Hollander said “the organization’s personal programs did not effectively benefit from his hands-on management (or that of anyone else), and was de facto left in the hands of Mr. Domnitser alone.”
He added that although Taylor “initiated attempts to introduce modern management and work methods into the Claims Conference … it is clear that during the relevant period, and indeed during the subsequent years, Mr. Domnitser and his department were not directly accountable to Mr. Taylor, nor was the management of the individual personal programs under Mr. Taylor’s direct supervision at any stage.”
Hollander concluded that the “absence of professional control systems, as well as the absence of computerization,” were key factors in enabling and facilitating the fraud.

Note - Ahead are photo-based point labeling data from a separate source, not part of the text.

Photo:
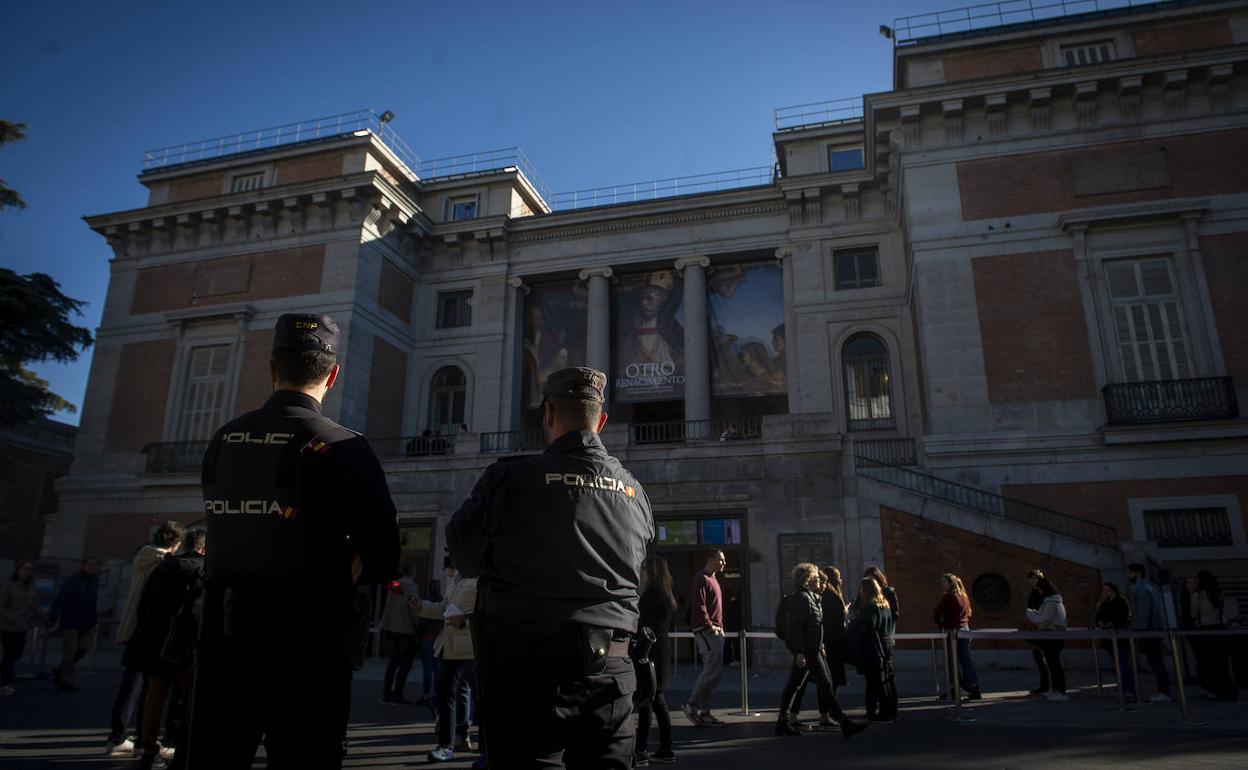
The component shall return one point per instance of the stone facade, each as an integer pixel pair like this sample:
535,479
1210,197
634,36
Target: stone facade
945,297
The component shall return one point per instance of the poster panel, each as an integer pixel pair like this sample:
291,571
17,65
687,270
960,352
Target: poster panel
745,303
554,333
649,337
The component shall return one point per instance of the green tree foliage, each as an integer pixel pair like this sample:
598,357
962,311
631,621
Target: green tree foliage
10,132
34,327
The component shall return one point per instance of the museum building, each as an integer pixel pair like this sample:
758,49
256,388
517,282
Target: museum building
986,321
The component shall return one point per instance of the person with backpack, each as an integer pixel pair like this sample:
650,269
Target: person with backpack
804,637
867,642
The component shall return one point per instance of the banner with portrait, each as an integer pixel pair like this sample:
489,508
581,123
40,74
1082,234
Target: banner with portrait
649,337
745,308
554,333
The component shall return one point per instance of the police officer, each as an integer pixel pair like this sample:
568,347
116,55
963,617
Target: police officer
557,540
298,513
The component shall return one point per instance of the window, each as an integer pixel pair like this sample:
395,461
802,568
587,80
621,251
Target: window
858,268
462,209
867,387
1088,53
204,408
845,160
1188,527
1148,320
454,310
447,397
246,182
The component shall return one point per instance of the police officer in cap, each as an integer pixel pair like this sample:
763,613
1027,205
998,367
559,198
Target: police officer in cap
557,540
298,514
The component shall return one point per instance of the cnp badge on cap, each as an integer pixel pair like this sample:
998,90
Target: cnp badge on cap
306,332
575,382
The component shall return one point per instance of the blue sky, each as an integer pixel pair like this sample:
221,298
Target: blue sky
595,92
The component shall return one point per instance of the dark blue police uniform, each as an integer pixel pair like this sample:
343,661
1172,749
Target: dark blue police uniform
291,498
557,542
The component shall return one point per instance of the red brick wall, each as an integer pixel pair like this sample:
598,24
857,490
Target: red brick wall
917,552
1045,181
394,292
992,61
1106,502
387,383
1226,268
192,187
273,273
255,385
140,394
119,536
1174,38
308,169
1031,320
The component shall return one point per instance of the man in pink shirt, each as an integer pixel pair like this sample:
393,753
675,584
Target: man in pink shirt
706,605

But in a 21-page rebuttal, Schneider insisted that Hollander was simply wrong when he said that no one had supervised Domnitser nor examined the work of his department.
Schneider said he was the “main conceptual architect and driving force” behind the effort to computerize Claims Conference records, and that this could not have been done “without being involved in the details of the funds, their administration and working extremely closely with fund managers such as Domnitser…
“Ultimately, I cannot escape the fact that Domnitser and his accomplices stole tens of millions of dollars. And, while he was doing it, I was working closely with him — in the same office. There is not a day that goes by in the grueling four years since I discovered the fraud that I don’t replay events in my head, wondering what else I could have done. I considered Domnitser a trusted colleague. … I was lied to, fooled, hoodwinked, duped. I missed it. I am sorry.”
Although the ombudsman restricted his report to the 2001 letter, the Select Leadership Committee criticized current Claims Conference leaders for not informing the board or any of its committees about the 2001 letter or a cursory investigation conducted at the request of Berman, who in 2001 was pro bono counsel to the Claims Conference.
The committee added that the information remained concealed even after Claims Conference officials turned the letter over to the Justice Department in 2010 “for the purpose of the criminal proceedings.”
“The committee regards the failure to disclose these matters at any time to a committee of the board or to the board itself as totally unacceptable,” it said. “However, we have found nothing in the [ombudsman’s] report or otherwise to suggest any active concealing, or any attempt to deceive, by way of a cover-up of any of these events, as has been alleged in some quarters. The failures were in fact much more prosaic — part of a litany of lack of diligence, competence and judgment that, as the ombudsman has shown, characterized this event throughout.”
In his letter, Schneider, now the executive vice president of the Claims Conference, took exception to those comments. He wrote that since he uncovered the fraud in November 2009 and contacted the FBI, “Nothing — not one thing — about those efforts can be characterized as lacking diligence, competence, or judgment. Indeed, quite the contrary has been true.”